Voor deze beide rondes is in beginsel € 4 miljard beschikbaar. Het wegtrekken van middelen uit het Nationaal Groeifonds gaat, er vanuit gaande dat er ruimte is binnen de (Europese) begrotingsregels om de reserveringen te behouden, ten koste van de beschikbare bedrag voor deze rondes. Daarmee zal er minder in kennisontwikkeling en onderzoek, ontwikkeling en innovatie worden geïnvesteerd dan aanvankelijk beoogd, wat negatieve gevolgen heeft voor het te realiseren duurzame verdienvermogen. Hoe een eventuele bezuiniging over de beide rondes zou worden verdeeld, zal te zijner tijd moeten worden bezien.
2
Wat is het effect van het verminderen van middelen uit het Nationaal Groeifonds op het toekomstige verdienvermogen van Nederland?
Antwoord
Het Nationaal Groeifonds heeft als doel om ons duurzaam verdienvermogen te versterken. Duurzaam verdienvermogen is gedefinieerd als het bruto binnenlands product (bbp) dat Nederland op de lange termijn op structurele basis kan genereren, met oog voor een economische, sociale en milieuvriendelijke duurzame toekomst voor de aarde en voor huidige en toekomstige generaties.
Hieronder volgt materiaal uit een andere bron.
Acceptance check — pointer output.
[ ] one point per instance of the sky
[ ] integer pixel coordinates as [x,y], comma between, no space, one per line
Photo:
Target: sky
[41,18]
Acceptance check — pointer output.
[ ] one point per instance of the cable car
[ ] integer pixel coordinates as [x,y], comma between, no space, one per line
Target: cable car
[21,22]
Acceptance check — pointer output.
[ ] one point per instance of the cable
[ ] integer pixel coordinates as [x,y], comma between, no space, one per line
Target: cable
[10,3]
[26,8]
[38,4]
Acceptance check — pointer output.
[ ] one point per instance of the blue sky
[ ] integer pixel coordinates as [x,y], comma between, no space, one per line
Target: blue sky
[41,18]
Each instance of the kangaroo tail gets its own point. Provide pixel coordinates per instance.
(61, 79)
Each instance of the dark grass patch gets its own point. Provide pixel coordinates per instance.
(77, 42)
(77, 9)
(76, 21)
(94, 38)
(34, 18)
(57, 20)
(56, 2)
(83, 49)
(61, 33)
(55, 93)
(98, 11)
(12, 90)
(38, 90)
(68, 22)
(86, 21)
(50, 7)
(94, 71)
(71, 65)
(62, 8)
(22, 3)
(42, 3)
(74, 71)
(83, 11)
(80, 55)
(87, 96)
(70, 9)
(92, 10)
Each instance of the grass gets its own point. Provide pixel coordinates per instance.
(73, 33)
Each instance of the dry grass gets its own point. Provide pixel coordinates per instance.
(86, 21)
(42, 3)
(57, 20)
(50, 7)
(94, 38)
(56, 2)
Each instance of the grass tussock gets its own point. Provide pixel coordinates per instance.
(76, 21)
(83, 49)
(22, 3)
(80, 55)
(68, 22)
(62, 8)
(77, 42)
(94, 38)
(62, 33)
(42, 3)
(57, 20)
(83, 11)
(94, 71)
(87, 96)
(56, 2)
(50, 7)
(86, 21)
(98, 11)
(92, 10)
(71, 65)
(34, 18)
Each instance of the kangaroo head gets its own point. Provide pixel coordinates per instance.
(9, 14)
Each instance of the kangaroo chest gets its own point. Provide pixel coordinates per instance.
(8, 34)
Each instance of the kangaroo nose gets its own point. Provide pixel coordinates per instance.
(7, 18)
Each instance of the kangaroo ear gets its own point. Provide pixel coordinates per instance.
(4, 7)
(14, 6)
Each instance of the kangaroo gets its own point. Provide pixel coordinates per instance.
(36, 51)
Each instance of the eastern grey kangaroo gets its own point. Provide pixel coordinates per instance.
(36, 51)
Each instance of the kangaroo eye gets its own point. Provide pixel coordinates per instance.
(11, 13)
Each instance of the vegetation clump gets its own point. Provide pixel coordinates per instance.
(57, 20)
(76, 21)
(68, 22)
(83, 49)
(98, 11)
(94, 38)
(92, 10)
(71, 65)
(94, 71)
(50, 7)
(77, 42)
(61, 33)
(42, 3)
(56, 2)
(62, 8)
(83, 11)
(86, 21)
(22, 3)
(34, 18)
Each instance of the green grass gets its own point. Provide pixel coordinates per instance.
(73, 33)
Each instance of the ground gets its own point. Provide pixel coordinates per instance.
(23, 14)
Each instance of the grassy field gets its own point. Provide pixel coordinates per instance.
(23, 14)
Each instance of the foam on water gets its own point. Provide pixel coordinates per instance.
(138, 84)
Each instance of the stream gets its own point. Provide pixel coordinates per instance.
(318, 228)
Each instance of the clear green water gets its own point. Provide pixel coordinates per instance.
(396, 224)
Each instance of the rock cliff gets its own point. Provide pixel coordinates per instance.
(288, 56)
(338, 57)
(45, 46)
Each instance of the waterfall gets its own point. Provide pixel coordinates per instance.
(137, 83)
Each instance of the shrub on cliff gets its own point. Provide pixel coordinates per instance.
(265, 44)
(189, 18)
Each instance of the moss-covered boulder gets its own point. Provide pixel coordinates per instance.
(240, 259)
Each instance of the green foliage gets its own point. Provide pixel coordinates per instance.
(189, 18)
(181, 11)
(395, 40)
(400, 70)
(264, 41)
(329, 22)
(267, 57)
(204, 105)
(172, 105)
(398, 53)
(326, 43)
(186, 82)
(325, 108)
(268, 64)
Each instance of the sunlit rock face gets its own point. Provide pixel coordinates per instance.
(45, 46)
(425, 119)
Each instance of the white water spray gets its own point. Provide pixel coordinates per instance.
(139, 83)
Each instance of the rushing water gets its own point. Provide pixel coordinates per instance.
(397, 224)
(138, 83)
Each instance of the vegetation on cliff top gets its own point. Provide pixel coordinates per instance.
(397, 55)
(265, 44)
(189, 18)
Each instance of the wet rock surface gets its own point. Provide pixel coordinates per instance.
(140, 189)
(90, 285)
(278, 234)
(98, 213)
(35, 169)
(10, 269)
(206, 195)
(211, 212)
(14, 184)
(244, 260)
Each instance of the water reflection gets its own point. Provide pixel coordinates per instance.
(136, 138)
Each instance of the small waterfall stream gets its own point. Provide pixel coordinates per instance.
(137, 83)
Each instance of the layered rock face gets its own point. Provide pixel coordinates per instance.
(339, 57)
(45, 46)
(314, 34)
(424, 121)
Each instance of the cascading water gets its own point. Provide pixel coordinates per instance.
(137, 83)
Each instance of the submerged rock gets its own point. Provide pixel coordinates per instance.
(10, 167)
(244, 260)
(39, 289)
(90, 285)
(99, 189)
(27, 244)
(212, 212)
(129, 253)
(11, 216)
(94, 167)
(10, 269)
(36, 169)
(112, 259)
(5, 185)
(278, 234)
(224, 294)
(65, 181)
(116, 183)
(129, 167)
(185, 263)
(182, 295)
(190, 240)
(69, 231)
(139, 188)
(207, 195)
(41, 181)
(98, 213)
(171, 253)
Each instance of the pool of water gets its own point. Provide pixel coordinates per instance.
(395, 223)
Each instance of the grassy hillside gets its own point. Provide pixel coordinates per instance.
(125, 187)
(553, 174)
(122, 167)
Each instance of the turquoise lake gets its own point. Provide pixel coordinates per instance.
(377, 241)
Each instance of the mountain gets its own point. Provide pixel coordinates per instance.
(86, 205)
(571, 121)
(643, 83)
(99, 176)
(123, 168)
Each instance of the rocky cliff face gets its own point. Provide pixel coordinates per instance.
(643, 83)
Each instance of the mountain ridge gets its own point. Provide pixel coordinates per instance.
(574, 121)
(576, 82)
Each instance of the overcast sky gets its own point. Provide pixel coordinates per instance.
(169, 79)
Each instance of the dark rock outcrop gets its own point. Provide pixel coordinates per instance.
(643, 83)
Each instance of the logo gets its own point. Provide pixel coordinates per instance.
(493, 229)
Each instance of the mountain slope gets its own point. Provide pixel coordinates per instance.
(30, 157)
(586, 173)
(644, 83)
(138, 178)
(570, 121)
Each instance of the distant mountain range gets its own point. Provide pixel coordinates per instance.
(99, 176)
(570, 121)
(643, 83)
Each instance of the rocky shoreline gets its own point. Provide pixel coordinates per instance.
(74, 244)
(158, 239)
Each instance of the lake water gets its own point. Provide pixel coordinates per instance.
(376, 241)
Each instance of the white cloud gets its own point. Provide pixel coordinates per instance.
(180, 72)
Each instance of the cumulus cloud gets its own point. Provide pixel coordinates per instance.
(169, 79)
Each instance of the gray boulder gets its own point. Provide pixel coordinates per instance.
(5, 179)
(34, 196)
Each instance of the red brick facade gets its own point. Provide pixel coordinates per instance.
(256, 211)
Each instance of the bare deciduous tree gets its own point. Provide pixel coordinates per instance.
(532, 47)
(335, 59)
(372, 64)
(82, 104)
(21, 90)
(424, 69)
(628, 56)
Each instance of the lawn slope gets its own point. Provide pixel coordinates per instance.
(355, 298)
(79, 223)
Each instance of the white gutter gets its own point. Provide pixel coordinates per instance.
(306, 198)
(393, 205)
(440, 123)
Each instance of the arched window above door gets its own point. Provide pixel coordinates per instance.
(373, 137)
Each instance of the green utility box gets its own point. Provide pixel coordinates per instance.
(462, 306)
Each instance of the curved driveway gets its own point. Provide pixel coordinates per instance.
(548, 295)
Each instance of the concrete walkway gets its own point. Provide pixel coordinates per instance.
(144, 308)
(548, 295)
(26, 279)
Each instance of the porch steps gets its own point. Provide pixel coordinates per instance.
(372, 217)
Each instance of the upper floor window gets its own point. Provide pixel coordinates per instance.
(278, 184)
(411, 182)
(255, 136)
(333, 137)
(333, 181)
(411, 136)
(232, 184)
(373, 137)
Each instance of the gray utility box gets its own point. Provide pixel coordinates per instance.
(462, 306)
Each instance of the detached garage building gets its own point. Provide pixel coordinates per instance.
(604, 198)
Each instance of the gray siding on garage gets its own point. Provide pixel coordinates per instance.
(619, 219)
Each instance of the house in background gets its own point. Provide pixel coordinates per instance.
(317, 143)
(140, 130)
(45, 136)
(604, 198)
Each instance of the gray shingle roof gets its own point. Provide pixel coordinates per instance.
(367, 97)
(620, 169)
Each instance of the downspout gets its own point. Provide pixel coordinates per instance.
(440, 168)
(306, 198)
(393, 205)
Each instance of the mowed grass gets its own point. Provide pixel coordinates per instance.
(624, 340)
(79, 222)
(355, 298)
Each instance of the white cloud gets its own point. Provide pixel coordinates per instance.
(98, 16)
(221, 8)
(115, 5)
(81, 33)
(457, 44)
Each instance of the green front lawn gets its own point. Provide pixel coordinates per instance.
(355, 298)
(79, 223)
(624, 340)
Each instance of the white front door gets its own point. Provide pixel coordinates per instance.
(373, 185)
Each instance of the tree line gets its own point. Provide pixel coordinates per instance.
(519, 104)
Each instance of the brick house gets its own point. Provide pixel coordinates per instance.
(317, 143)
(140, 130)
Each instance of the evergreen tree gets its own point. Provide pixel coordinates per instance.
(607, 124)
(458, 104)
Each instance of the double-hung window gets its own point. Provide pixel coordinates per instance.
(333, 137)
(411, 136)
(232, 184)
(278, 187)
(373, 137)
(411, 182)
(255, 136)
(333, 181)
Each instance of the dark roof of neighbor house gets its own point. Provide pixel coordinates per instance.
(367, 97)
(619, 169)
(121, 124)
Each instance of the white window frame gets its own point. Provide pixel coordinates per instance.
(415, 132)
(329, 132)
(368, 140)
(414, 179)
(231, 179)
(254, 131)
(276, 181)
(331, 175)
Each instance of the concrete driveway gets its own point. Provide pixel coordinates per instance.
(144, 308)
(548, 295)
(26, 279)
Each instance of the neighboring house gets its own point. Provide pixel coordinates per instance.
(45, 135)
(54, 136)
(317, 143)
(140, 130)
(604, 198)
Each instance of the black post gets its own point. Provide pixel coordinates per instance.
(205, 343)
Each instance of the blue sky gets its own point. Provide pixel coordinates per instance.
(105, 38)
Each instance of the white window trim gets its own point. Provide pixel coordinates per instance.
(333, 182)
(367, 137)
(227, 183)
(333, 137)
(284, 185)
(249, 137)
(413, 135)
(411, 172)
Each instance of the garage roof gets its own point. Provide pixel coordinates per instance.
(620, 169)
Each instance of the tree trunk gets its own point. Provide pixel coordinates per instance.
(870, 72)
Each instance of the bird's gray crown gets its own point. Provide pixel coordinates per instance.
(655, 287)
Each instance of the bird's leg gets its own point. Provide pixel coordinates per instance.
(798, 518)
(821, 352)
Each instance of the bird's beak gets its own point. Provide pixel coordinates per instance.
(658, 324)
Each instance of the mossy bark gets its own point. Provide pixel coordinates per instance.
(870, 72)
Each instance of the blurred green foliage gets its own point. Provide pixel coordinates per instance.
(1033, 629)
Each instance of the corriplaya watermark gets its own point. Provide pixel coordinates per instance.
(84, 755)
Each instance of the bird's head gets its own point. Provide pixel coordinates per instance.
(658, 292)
Deze economische groei moet zorgen voor toekomstige brede welvaart in de vorm van meer bestedingen en de ruimte bieden om te investeren in sociale vooruitgang, een goede kwaliteit van de leefomgeving en maatregelen die klimaatverandering tegengaan.
Vanuit het Nationaal Groeifonds worden grootschalige investeringen gedaan op het gebied van kennisontwikkeling en onderzoek, ontwikkeling en innovatie (O&O&I). Investeringen in deze terreinen dragen bij aan structurele en duurzame economische groei. Het kabinet heeft als ambitie om de uitgaven voor onderzoek, ontwikkeling en innovatie te laten stijgen naar 3% van het bbp. Dat is nu slechts 2,26%.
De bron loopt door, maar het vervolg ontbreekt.